Cultura da irresponsabilidade
1 - "Abriu a época de fogos!" Assim, sem mais nem menos, um conhecido jornalista da RTP, que até se dá ao luxo de piscar o olho aos telespec-tadores no final dos serviços noticiosos que apresenta, dava início ao Telejornal. Anunciava, com ênfase desmedida, a abertura oficial da época de incêndios. Antecipava, compreendeu-se depois, a transmissão de um Jornal da Tarde especial, no dia seguinte, directamente de Santa Comba Dão. Uma emissão que dava conta das novidades governamentais em matéria de combate aos fogos florestais. Ao jeito: venham esses pirómanos que agora nós estamos preparados!
Sucedeu isto numa estação pública de televisão de um país de risco: devido às condições climatéricas e, confere um estudo recente, ao comportamento dos portugueses. Estudo segundo o qual dois terços dos incêndios florestais que ocorreram o ano passado em Portugal deveram-se à acção humana e poderiam ter sido evitados; isto é, foram provocados intencionalmente ou por mero descuido. Apesar dos avisos e da publicidade inconsequente que ano após ano são profusamente difundidos.
A gravidade deste flagelo - pelas repercussões económicas e ambientais que provoca mas também pela preocupante onda de piromania que está na sua origem - devia merecer um tratamento mais responsável.
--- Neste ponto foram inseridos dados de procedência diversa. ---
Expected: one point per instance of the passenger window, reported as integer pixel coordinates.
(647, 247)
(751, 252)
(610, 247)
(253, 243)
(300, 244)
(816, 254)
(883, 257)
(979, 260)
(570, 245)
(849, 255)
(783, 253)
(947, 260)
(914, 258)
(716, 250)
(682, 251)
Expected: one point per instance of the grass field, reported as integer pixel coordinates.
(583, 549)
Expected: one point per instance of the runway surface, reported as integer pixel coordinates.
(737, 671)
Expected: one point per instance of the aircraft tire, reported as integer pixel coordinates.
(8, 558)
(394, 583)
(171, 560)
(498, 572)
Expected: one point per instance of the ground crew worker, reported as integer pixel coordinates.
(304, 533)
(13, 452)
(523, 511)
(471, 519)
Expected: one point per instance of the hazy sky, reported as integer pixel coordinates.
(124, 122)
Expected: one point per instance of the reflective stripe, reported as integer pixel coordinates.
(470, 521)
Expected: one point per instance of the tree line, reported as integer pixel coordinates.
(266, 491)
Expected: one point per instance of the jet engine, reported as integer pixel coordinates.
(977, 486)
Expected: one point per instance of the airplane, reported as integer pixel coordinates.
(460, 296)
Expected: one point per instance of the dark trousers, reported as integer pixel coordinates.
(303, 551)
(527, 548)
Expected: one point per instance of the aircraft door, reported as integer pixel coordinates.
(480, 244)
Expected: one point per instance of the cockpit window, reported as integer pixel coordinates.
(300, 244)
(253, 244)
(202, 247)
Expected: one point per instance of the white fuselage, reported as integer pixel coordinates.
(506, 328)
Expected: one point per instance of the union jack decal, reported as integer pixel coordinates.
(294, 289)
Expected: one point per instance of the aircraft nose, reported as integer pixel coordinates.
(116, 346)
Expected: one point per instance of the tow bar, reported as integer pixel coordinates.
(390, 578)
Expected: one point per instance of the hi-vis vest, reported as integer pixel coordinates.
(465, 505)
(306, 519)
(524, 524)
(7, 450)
Não só por parte da Comunicação Social mas fundamentalmente da classe política, que tem aqui uma bela ocasião para demonstrar que consegue colocar as necessidades do país acima das tricas; que consegue agir para o bem comum em vez de querer propaganda ou de se ficar apenas pelas críticas.
Enquanto isso, a floresta vai ardendo, naquela que é uma das enormes vergonhas nacionais. Uma vergonha que merece mais do que a adopção de medidas isoladas e que carece do empenhamento efectivo de todos para que evite atingir as actuais proporções alarmantes.
Questiona-se porém se, neste país, algumas realidades públicas podem continuar a alimentar o seu aparente sucesso sem a necessidade de apelarem à mediocridade.
2 - Num dos dias quentes do mês de Agosto que agora termina, na mesma RTP, uma repórter questionava (e bem) os banhistas que acabavam de mergulhar nas águas poluídas de uma praia do Grande Porto. As placas de interdição não os inibiam, como se tudo estivesse como dantes; e todos, dos mais jovens a idosos, homens e mulheres, justificavam-se com a ligeireza a que nos acostumámos. Com as habituais desculpas esfarrapadas...
Se acaso as autoridades não tivessem avisado da interdição, aqueles cidadãos adoptariam idêntica atitude ou antes, como também é frequente, convocariam as TV’s para surgirem indignadas nos três minutos de ‘estrelato’? Ou estariam a recorrer ao tribunal tentando eventuais indemnizações por danos causados à sua saúde?